- Australia / Afghanistan
- Dates: 27 November – 1 December 2021

Test series

= Afghan cricket team in Australia in 2021–22 =

International cricket tour

The Afghanistan cricket team were scheduled to tour Australia in November 2021 to play a one-off Test match. It would have been the first Test match to be played between the two teams. Originally the match was planned to take place in December 2020, but was postponed due to the COVID-19 pandemic. In May 2021, Cricket Australia confirmed the rescheduled dates of the match. However, in September 2021, Cricket Tasmania confirmed that the match would not be taking place following the Taliban offensive in Afghanistan, due to the Taliban not supporting women's cricket.

==Background==
Originally the Test match was scheduled to take place in December 2020, at the Perth Stadium. On 28 May 2020, Cricket Australia confirmed that the one-off Test match would be a day/night match. In July 2020, Cricket Australia also confirmed they were doing everything to ensure that the match goes ahead, despite the COVID-19 pandemic. Originally, the Test match was scheduled to start on 21 November 2020, but the fixture was pushed back to 7 December 2020 due to the rescheduling of the 2020 Indian Premier League. However, in September 2020, the match was postponed due to the COVID-19 pandemic. In May 2021, it was announced that match had been rescheduled to November 2021 at Bellerive Oval in Hobart ahead of the 2021–22 Ashes series.

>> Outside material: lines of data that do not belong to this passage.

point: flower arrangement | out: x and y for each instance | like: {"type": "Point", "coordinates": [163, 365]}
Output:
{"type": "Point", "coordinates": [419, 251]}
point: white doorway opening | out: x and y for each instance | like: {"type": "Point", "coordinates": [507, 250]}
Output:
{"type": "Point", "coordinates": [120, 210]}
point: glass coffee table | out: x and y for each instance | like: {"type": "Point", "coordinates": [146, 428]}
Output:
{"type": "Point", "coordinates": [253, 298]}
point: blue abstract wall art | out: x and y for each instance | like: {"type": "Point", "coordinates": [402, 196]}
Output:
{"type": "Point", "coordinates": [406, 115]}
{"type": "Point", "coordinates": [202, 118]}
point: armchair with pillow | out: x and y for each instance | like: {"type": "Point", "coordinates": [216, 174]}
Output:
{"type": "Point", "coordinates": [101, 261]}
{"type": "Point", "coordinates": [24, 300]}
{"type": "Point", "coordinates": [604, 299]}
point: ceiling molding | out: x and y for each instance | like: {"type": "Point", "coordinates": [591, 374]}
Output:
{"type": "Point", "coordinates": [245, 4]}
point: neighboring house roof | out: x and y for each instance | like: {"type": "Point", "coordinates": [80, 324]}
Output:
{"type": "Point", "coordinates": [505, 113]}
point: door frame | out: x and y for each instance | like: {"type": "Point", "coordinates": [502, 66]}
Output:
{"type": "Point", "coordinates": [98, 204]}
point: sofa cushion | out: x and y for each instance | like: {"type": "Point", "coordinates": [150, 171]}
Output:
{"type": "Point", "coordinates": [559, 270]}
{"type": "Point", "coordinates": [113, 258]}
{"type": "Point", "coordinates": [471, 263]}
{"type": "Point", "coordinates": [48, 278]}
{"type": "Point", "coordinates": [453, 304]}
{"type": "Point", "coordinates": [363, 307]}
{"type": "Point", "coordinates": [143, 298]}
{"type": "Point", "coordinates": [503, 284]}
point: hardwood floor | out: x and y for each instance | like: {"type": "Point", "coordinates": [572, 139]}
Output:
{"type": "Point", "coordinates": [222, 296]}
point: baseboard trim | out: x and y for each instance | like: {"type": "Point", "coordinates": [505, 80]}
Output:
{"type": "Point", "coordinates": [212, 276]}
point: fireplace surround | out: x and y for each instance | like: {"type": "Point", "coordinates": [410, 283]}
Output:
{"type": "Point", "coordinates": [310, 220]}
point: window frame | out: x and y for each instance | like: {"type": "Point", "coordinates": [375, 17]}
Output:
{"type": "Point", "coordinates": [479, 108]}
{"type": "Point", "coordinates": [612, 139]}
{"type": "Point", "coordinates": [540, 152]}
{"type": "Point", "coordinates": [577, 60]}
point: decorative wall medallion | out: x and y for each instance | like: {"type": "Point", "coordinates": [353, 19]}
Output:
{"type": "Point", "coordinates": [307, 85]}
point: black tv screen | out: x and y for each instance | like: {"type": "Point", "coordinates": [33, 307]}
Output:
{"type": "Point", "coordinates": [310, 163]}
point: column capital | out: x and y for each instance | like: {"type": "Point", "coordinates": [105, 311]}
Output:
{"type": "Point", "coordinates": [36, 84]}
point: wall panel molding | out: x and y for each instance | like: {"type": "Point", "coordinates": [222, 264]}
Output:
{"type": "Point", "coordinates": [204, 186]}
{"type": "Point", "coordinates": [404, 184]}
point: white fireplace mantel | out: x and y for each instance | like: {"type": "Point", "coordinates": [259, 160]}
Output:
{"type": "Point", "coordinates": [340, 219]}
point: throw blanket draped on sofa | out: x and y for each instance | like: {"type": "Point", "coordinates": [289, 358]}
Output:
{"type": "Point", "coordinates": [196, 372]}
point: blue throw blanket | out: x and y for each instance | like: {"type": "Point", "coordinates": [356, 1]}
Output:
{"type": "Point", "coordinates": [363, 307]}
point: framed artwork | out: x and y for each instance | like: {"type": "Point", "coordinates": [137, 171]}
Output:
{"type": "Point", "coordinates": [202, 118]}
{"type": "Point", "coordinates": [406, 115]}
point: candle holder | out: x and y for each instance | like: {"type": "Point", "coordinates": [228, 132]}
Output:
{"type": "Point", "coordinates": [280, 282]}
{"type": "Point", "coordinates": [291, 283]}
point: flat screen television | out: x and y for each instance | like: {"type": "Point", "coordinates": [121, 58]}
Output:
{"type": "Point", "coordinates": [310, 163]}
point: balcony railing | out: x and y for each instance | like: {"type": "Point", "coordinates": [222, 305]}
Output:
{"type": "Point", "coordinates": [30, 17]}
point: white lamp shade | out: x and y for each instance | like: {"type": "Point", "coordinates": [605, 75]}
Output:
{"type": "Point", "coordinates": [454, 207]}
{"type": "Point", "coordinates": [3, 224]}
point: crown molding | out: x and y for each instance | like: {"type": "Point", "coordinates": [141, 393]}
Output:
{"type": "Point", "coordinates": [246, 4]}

In August 2021, following the Taliban offensive in Afghanistan, concerns were raised about the match taking place. In September 2021, Cricket Australia admitted that they did not have answers about hosting the match, but the Afghanistan Cricket Board's CEO, Hamid Shinwari, said that their team would be travelling to Australia following the 2021 Men's T20 World Cup.

In September 2021, Hamid Shinwari said that the Afghanistan women's cricket team were training in an exclusive female-only centres. However, the Taliban Government's deputy head of the Cultural commission, Ahmadullah Wasiq, said that it was not necessary for women to play cricket. The next day, following the speculations regarding women's cricket in Afghanistan, Cricket Australia announced that it might not even host the Test match, if those speculations were true.

In November 2021, Cricket Australia confirmed that the Test match had been postponed following the forementioned speculations, but hoped to play the match in a future season.